Auditing user activity on Windows computers

Just as it is important to protect assets and resources from unauthorized access, it is equally important to track what users who have permission to access those resources have done. For users who have privileged access to computers and applications with sensitive information, auditing helps ensure accountability and improve regulatory compliance. With Centrify audit and monitoring service, you can capture detailed information about user activity and all of the events that occurred while a user was logged on to an audited computer.

If you choose to enable audit and monitoring service on Windows computers, the Centrify agent starts recording user activity when a user selects a role or logs on to a computer. The agent continues recording until the user logs out or the computer is locked because of inactivity. The user activity captured includes an audit trail of the actions a user has taken and a video record of the applications opened, any text that was entered, and the results that were displayed on the screen. Because information about user activity, called a session, is collected as it happens, you can monitor computers for suspicious activity or troubleshoot problems immediately after they occur.

When users start a new session on an audited computer, they can be notified that their session is being audited and they cannot turn off auditing except by logging off. The information recorded is then transferred to a Microsoft SQL Server database so that it is available for querying and playback. You can search the stored user sessions to look for policy violations, user errors, or malicious activity that may have led to a service degradation or outage.

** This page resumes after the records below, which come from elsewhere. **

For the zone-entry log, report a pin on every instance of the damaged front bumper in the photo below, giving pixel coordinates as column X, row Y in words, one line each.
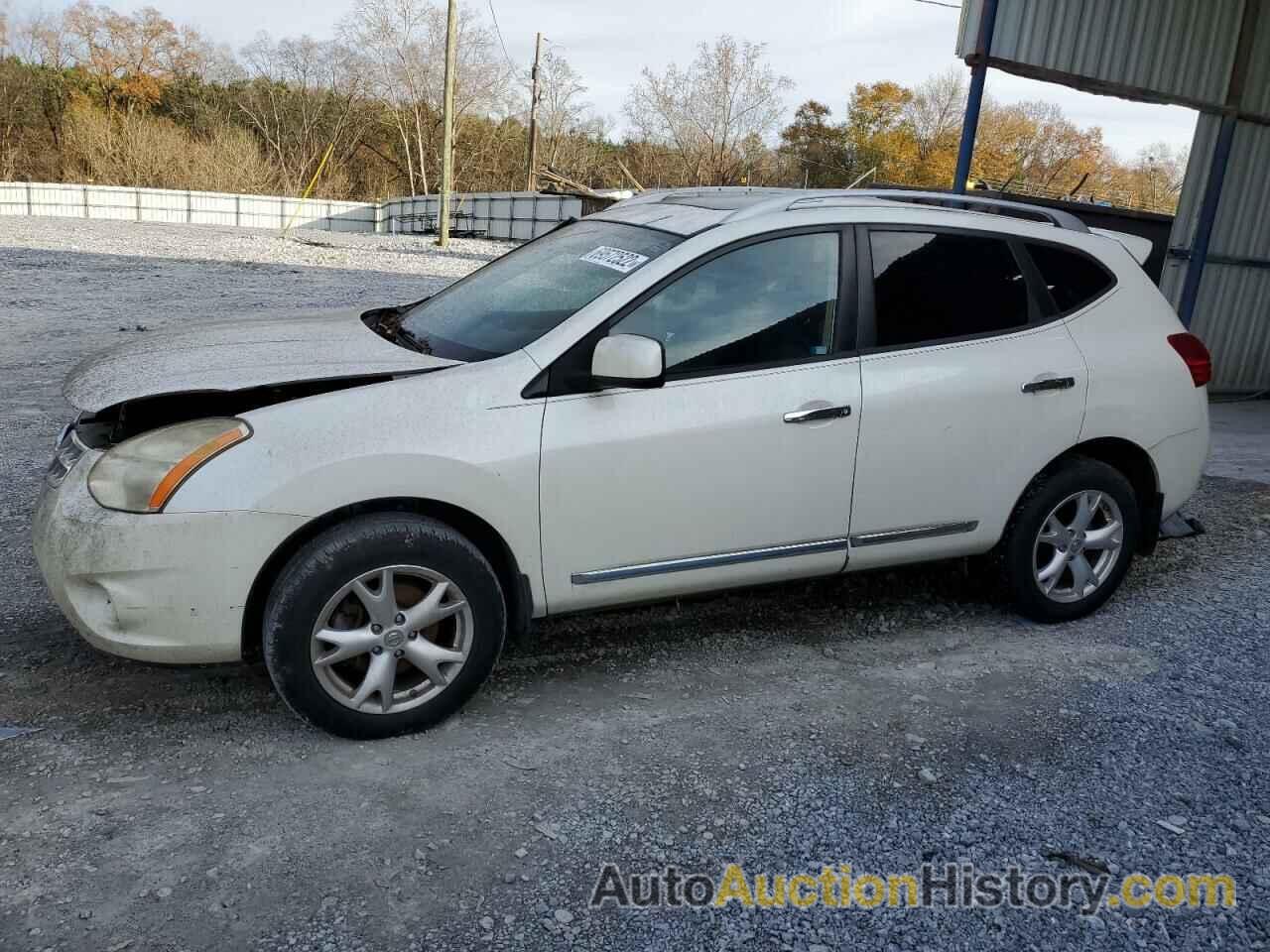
column 166, row 588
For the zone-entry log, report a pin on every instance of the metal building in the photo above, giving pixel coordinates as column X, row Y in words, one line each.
column 1209, row 55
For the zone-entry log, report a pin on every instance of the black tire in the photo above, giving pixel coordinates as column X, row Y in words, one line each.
column 1019, row 551
column 314, row 574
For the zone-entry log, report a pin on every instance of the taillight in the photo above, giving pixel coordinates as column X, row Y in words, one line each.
column 1196, row 357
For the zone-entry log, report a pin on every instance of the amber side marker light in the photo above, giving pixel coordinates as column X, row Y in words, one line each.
column 178, row 474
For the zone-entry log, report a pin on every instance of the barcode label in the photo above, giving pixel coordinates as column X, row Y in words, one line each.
column 615, row 258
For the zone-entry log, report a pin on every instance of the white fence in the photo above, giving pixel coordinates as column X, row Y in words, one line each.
column 498, row 214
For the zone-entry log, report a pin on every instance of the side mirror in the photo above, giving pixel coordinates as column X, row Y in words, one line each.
column 627, row 361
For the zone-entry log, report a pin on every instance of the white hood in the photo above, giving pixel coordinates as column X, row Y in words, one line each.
column 227, row 356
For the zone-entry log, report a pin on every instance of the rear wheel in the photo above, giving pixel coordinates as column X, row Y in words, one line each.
column 1071, row 540
column 384, row 625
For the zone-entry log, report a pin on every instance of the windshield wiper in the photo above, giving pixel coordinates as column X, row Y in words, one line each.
column 420, row 345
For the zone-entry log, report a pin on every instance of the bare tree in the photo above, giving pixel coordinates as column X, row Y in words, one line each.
column 562, row 108
column 707, row 112
column 403, row 48
column 303, row 96
column 935, row 111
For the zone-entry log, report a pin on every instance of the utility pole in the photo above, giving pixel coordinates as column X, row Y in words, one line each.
column 447, row 155
column 532, row 172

In addition to saving video record of user activity, sessions provide a summary of actions taken so that you can scan for potentially interesting or damaging actions without playing back a complete session. After you select a session of interest in the Audit Analyzer, the console displays an indexed list of actions taken in the order in which they occurred. You can then select any entry in the list to start viewing the session beginning with that action. For example, if a user opened an application that stores credit card information, you can scan the list of actions for the launch of that application and begin reviewing what happened in the session from that time until the user closed that application.

If users change their account permissions to take any action with elevated privileges, the change is recorded as an audit trail event. You can search for these events to find sessions of interest.